ONCAlert | 2018 ASCO Annual Meeting
Lung Cancer Case Studies

Mark Socinski, MD: Antiangiogenic Therapy in NSCLC

Mark Socinski, MD
Published Online:Apr 28, 2016
RP is a 72 year old whose past medical history is notable for hypertension (well-controlled), hyperuricemia, and gout. He presents to his PCP with fatigue, progressive dyspnea, and a persistent, nonproductive cough of approximately 1 month's duration. He is a former smoker and quit approximately 30 years ago.

mNSCLC with Mark Kris, MD and Mark Socinski, MD: Case 1



What clinical benefit do you achieve using an antiangiogenic therapy in this patient type that you don’t achieve with chemotherapy alone?
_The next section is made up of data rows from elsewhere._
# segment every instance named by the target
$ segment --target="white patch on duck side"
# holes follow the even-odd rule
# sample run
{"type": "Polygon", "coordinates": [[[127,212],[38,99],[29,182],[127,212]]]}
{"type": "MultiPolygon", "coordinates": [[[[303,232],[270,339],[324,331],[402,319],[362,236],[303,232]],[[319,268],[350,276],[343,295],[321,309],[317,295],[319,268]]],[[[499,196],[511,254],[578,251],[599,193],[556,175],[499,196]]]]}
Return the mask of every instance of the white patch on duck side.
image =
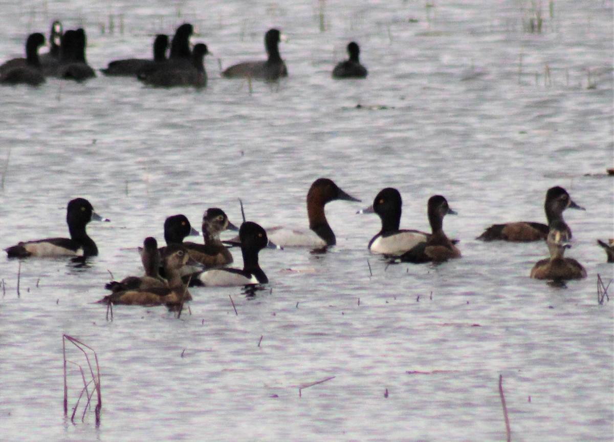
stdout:
{"type": "Polygon", "coordinates": [[[321,248],[326,247],[326,242],[311,229],[276,227],[266,230],[269,241],[282,247],[321,248]]]}
{"type": "Polygon", "coordinates": [[[198,278],[208,287],[233,287],[249,284],[258,284],[258,280],[254,275],[246,278],[234,272],[228,272],[223,269],[212,269],[203,272],[198,278]]]}
{"type": "Polygon", "coordinates": [[[379,236],[371,245],[370,250],[374,253],[400,255],[427,240],[427,235],[422,232],[399,232],[388,236],[379,236]]]}
{"type": "Polygon", "coordinates": [[[21,245],[28,251],[32,254],[32,256],[38,258],[46,258],[52,256],[83,256],[83,248],[79,247],[76,250],[71,250],[59,246],[54,245],[51,243],[41,242],[25,242],[21,245]]]}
Adding antiangiogenic therapy in their first line setting, and this would be restricted really to bevacizumab, I think there are several benefits. First and foremost, what patients want almost universally is their tumor to shrink. We know that adding bevacizumab to chemotherapy, this has been consistent across 4 phase III trials done all over the world, increases overall response rates significantly. The other patients want is control of their cancer. In all of those 4 trials that I mentioned, there was an improvement in progression free survival that was statistically significant. I think in an age where we talk about not only statistical significant, but clinically meaningful benefit, I actually think that the overall response rate is very clinically meaningful. The progression free survival is a little less robust.
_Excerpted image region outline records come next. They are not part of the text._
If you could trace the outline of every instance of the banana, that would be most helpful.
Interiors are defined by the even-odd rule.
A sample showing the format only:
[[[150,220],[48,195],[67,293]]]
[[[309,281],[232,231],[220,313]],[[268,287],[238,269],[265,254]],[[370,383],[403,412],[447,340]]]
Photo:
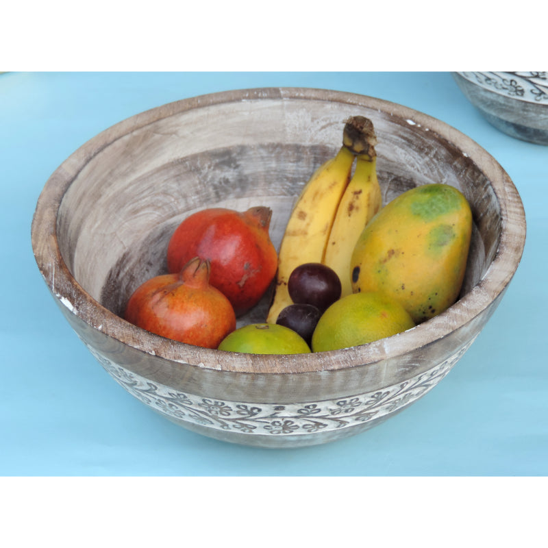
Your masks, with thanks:
[[[352,292],[350,259],[360,234],[382,206],[377,178],[377,139],[373,123],[363,116],[354,116],[358,131],[345,137],[345,145],[356,152],[356,169],[337,208],[322,262],[338,275],[341,297]]]
[[[344,143],[344,138],[343,138]],[[314,172],[291,212],[278,252],[274,294],[266,322],[292,303],[287,283],[293,270],[306,262],[321,262],[337,207],[350,180],[354,153],[345,145]]]

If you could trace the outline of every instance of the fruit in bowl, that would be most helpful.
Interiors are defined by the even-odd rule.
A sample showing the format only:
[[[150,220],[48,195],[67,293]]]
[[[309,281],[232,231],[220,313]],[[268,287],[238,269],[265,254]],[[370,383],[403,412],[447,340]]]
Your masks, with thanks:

Patients want to live longer. In 2 of the 4 trials, we saw a survival advantage. Those were 2 trials that were designed to look at overall survival, so I think that's the third benefit that patients get. It comes at a risk. If we add bevacizumab to chemotherapy, we do increase the risk of certain side effects. The risk of neutropenia, the risk of febrile neutropenia, hypertension, effects on the kidney with proteinuria, you have to be concerned that there is a numerical increase in thrombotic events or aware of these sorts of things, and you have to be aware that you do expose the patient to more risk in choosing an antiangiogenic agent. If you're thoughtful in your patient selection, that antiangiogenic therapy has much more benefit than it has risk.

mNSCLC: Case 1

RP is a 72 year old whose past medical history is notable for hypertension (well-controlled), hyperuricemia, and gout. He presents to his PCP with fatigue, progressive dyspnea, and a persistent, nonproductive cough of approximately 1 month’s duration. He is a former smoker and quit approximately 30 years ago.
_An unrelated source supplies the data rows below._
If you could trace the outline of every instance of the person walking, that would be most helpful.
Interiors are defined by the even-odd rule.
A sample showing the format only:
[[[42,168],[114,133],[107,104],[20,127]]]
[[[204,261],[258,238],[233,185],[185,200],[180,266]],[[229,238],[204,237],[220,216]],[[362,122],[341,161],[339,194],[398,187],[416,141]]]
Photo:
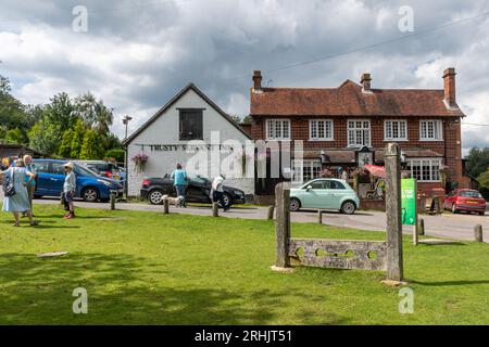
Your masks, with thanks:
[[[14,188],[12,195],[4,196],[2,210],[12,213],[15,219],[14,227],[21,226],[18,214],[23,211],[25,211],[29,218],[30,226],[37,226],[37,222],[34,221],[33,214],[30,213],[29,197],[26,188],[33,181],[34,175],[23,167],[24,162],[22,159],[16,159],[14,164],[14,167],[10,167],[5,171],[0,172],[0,176],[3,176],[3,180],[10,180]],[[26,177],[28,177],[27,181]]]
[[[75,196],[76,192],[76,176],[75,172],[73,172],[74,165],[72,162],[64,164],[63,167],[64,171],[66,172],[63,184],[63,195],[64,201],[70,207],[70,213],[65,215],[64,218],[73,219],[75,218],[75,205],[73,204],[73,197]]]
[[[34,205],[33,205],[33,200],[34,200],[34,192],[36,191],[36,165],[33,163],[33,157],[30,155],[24,155],[24,165],[25,168],[27,169],[27,171],[29,171],[30,174],[34,175],[34,178],[29,181],[29,177],[26,176],[26,183],[30,182],[27,184],[27,195],[29,197],[29,205],[30,205],[30,213],[33,214],[34,217]],[[27,213],[24,211],[22,214],[22,217],[27,217]]]
[[[224,201],[224,188],[223,182],[226,179],[226,175],[221,174],[216,178],[214,178],[214,181],[212,181],[212,192],[213,192],[213,202],[220,203],[223,207],[223,210],[226,211],[229,209],[229,206],[226,205],[226,202]]]
[[[185,201],[186,187],[187,187],[187,172],[183,169],[180,164],[177,164],[177,168],[173,171],[172,177],[173,185],[177,193],[177,197],[183,196],[184,201],[181,205],[187,207],[187,202]]]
  • Chest X-ray in October 2015 showed a large mass in the upper left lobe and CT scan showed a left pleural effusion and enlargement of the left mediastinal and hilar lymph node.
  • MRI of the brain was negative for intracranial metastases.
  • The patient underwent resection of the primary mass which showed large cell carcinoma. Pleural fluid was tapped and also positive.
  • His lung cancer was staged as 4. His biopsy was sent for molecular testing and showed no actionable mutations in EGFR or ALK.
  • His current performance status is 1.